FIG. 1 shows an exemplary prior art dual aperture optical system 100, with a first aperture 110 and a second aperture 120 directed to a target object 101. The optical system 100 routes a first image 111 from the first aperture 110 through a blending device 150, such as a prism, to an eyepiece 160. Similarly, the optical system 100 routes a second image 121 from the second aperture 120 through the blending device 150 to the eyepiece 160 via a reflector 170. Due to the different perspectives of the first aperture 110 and the second aperture 120, the position of the image of the target 101 within the first aperture image 111 is different from the position of the image of the target 101 within the second aperture image 121. When the first aperture image 111 and the second aperture image 121 are blended by the blending device 150 to form a blended image 161 at the eyepiece 160, the blended image 161 displays parallax errors.
The position of the first image 111 and/or the second image 121 may be corrected so that the images of the target 101 align in the blended image 161. However, this positional correction will only be appropriate for targets at a predetermined distance from the apertures 110, 120. In particular, when the longitudinal axis of the first aperture 110 and the longitudinal axis of the second aperture 120 are aligned such that the blended images of a target at a predetermined distance are aligned in the eyepiece 160, objects at distances other than the predetermined distance are offset in the eyepiece 160. This offset increases as the target distance varies from the predetermined distance. This parallax offset may be corrected by adjusting the position of one image or the other in the eyepiece 160. For example, circuitry may be employed to adjust the position of one image or the other in the eyepiece, such that the images remain aligned even as the distance of the target 101 from the image system 100 changes. Such circuitry is described, for example, by U.S. Patent Publication No. 2007/0235634.

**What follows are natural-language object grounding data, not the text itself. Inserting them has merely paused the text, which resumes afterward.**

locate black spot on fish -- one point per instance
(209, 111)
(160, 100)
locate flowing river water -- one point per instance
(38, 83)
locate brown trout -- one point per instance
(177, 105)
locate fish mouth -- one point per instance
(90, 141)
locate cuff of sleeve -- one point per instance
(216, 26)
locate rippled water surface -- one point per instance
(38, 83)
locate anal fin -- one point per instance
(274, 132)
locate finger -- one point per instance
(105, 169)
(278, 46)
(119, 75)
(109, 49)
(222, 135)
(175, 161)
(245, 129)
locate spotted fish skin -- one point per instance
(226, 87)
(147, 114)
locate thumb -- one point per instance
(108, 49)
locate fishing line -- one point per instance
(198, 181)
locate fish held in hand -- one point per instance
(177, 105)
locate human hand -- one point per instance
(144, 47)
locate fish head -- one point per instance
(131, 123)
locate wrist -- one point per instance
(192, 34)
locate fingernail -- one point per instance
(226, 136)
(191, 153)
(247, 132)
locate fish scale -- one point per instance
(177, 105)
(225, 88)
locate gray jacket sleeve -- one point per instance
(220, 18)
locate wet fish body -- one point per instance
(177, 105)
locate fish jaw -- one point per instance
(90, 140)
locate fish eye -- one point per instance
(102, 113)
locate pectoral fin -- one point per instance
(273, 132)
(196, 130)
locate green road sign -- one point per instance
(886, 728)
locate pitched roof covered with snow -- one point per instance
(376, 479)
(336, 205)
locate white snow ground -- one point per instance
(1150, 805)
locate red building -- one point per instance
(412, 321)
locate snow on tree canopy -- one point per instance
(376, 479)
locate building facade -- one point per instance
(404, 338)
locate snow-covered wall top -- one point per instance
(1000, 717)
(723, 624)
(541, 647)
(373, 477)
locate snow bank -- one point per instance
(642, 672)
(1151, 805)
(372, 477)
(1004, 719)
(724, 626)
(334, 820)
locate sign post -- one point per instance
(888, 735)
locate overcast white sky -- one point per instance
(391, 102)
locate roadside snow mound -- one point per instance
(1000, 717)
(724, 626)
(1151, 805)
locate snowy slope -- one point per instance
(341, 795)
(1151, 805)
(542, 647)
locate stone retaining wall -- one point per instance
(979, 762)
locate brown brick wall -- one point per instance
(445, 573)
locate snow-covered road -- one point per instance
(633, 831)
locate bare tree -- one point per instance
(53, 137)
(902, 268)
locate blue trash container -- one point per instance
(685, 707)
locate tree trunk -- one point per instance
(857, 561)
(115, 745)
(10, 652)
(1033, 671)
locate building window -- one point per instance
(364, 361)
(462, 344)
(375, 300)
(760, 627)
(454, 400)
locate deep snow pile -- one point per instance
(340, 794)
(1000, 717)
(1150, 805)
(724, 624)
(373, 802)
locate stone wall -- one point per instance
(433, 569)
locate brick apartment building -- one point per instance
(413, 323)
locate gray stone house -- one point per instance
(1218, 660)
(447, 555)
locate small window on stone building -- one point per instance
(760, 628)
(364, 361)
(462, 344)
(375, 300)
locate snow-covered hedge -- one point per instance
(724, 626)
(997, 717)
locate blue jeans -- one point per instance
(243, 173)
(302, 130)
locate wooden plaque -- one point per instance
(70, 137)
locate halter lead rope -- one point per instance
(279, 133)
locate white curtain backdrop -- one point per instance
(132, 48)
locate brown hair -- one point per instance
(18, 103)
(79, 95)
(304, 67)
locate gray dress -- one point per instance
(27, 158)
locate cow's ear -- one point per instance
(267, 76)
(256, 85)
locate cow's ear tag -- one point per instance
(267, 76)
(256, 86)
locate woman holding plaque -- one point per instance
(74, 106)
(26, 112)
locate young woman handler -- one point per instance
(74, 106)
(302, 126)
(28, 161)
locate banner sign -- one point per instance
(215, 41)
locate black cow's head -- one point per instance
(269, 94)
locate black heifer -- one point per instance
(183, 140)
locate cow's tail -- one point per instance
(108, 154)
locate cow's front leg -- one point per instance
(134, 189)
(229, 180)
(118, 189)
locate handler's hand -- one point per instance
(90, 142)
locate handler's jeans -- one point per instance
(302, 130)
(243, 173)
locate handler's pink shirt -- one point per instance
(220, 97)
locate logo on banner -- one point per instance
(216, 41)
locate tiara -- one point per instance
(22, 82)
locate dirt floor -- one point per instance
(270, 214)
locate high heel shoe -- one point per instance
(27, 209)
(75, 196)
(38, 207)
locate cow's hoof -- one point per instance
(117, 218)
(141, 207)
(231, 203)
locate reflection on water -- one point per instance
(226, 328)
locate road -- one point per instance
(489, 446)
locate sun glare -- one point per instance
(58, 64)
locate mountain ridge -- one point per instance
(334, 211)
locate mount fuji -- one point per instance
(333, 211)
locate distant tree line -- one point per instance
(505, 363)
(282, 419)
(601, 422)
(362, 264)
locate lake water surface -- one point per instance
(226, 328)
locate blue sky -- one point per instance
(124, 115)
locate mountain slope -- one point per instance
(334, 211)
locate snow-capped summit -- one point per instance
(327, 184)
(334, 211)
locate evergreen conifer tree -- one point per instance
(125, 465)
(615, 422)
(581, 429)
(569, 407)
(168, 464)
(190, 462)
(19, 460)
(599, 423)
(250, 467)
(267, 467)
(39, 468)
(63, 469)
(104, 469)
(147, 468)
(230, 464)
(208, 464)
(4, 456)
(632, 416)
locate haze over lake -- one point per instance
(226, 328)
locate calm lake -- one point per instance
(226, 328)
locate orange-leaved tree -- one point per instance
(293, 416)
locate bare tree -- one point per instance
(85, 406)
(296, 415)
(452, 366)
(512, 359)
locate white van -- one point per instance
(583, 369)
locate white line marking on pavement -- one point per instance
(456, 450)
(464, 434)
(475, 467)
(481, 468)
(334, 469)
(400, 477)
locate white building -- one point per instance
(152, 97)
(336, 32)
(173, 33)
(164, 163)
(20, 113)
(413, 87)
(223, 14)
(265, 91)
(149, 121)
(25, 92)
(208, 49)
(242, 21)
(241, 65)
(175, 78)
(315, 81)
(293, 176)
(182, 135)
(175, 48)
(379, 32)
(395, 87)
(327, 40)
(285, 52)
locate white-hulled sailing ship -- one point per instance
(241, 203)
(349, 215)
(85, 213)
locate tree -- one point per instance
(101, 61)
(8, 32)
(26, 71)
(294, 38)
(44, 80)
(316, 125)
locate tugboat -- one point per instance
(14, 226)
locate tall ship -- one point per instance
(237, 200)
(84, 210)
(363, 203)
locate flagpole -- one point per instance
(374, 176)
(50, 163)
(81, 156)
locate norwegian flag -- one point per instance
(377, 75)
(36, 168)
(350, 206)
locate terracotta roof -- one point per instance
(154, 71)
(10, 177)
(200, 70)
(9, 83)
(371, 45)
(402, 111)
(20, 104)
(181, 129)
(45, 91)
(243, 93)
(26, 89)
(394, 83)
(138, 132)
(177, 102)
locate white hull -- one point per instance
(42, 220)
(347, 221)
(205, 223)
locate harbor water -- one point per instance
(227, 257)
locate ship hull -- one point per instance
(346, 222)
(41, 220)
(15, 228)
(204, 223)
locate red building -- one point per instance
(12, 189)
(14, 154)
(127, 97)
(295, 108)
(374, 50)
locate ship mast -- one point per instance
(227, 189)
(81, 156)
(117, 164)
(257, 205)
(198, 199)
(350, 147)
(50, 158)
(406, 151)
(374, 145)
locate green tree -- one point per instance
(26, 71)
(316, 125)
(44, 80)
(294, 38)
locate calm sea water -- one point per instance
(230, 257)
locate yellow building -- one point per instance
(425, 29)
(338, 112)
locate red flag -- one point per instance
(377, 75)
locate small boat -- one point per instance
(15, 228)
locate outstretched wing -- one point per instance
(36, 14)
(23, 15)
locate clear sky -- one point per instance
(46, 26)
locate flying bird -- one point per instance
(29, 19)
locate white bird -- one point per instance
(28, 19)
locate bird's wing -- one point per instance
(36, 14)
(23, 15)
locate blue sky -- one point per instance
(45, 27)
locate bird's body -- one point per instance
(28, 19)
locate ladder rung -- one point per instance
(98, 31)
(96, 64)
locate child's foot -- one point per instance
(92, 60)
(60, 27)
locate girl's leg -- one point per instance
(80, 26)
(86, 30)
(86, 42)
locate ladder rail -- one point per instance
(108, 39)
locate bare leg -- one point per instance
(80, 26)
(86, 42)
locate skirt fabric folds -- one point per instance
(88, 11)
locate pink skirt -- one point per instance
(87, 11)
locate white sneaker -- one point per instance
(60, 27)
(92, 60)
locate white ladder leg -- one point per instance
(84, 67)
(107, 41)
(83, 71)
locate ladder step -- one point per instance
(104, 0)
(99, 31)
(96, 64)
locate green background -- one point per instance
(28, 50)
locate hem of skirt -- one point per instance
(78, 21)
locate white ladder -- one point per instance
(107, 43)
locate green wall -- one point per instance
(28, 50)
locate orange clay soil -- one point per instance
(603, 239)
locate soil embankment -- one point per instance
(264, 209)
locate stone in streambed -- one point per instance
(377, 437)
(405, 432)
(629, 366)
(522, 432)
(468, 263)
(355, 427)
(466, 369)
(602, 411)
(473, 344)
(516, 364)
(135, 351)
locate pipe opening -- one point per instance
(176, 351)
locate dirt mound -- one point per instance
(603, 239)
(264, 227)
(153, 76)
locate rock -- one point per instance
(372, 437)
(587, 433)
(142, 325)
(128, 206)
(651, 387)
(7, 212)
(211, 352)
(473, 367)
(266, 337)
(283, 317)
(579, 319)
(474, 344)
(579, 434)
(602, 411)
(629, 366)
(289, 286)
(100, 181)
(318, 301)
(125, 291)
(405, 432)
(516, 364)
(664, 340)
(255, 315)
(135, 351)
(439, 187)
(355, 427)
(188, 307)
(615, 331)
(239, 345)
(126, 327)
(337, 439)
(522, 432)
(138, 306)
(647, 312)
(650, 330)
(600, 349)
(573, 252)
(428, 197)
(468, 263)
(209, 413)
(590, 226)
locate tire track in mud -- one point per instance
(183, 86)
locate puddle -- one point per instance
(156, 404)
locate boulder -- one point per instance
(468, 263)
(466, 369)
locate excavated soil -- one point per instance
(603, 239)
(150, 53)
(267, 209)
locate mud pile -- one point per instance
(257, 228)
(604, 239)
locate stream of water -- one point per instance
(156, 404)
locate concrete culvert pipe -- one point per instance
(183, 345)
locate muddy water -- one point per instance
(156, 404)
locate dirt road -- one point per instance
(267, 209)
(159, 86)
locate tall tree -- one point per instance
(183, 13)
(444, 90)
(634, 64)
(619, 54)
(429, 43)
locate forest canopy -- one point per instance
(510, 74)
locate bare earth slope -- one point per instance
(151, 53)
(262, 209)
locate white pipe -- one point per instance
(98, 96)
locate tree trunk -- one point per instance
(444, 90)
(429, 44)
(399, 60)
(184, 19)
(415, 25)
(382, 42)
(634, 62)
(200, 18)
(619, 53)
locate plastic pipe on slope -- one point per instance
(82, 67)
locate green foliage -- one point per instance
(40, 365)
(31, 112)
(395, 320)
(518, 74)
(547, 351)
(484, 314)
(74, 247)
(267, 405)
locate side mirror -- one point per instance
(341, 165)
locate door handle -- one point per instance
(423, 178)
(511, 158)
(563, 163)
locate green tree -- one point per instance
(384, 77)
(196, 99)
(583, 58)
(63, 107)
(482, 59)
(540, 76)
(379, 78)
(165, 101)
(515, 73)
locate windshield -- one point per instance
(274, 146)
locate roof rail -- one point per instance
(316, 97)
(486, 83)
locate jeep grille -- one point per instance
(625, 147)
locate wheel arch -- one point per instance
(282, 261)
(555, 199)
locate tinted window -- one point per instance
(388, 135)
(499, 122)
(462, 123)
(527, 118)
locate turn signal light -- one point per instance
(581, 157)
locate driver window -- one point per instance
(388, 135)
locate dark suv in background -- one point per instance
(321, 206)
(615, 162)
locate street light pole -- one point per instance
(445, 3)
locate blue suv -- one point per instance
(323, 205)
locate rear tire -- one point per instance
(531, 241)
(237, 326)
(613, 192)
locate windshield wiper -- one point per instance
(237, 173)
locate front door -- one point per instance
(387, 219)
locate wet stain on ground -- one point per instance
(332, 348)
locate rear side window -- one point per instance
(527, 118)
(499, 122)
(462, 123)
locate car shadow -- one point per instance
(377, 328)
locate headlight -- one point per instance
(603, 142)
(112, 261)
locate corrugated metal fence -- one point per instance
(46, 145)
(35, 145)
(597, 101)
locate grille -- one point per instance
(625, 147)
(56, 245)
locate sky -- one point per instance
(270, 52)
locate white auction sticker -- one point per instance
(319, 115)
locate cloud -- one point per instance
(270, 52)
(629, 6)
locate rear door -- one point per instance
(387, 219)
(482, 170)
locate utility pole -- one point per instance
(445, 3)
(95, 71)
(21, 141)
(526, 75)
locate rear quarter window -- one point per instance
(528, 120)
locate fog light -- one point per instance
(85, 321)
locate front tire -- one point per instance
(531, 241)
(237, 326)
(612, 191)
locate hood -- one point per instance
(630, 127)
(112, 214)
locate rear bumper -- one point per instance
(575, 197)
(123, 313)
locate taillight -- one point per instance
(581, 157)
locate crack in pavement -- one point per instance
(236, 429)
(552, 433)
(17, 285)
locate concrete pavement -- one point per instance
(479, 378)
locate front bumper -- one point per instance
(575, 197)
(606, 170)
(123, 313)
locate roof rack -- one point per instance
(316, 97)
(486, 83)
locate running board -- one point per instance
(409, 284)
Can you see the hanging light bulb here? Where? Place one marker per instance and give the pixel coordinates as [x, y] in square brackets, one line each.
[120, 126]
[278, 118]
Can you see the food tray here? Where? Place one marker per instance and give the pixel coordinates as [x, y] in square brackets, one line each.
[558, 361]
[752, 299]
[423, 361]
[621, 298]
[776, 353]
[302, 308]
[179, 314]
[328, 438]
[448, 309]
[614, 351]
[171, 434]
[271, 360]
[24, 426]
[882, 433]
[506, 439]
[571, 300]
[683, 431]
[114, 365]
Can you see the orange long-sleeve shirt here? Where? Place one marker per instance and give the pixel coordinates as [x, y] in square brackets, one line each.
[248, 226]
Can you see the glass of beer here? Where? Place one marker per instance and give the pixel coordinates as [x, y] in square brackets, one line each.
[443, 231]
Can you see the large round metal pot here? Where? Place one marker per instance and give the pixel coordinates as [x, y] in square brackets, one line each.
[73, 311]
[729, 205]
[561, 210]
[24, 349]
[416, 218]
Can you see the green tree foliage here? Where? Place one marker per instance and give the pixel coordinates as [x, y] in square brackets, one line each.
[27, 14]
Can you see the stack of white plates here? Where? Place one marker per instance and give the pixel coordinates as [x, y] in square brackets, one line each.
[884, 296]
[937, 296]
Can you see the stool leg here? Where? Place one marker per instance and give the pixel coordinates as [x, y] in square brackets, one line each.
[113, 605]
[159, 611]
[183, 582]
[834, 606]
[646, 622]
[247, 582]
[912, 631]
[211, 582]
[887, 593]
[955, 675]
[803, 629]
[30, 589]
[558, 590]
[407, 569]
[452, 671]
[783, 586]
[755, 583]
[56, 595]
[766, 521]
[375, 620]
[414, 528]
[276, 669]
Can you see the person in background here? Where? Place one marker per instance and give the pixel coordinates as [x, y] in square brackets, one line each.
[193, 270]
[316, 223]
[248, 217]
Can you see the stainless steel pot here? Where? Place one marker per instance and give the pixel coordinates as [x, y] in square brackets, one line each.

This type of parallax compensation generally uses the distance of the target and the distance between apertures to calculate the image offset correction amount. The distance of the target is determined from the focus setting required to produce a focused image of the target. This requires that the depth of focus of the optics is sufficiently small that a change in object distance causes the object to go out of focus, thereby requiring a change to the focus setting, before a parallax error becomes apparent. However, under certain conditions, such as a large change of temperature, the focus setting may not be a function of the distance of the target alone. Optics with a sufficiently small depth of focus are typically sensitive to thermal defocus, thereby requiring a change to the focus setting when subjected to a large change of temperature. Therefore, the correct image offset for parallax compensation cannot be determined from the focus setting alone under these conditions. There is a need in the industry to address the abovementioned deficiencies.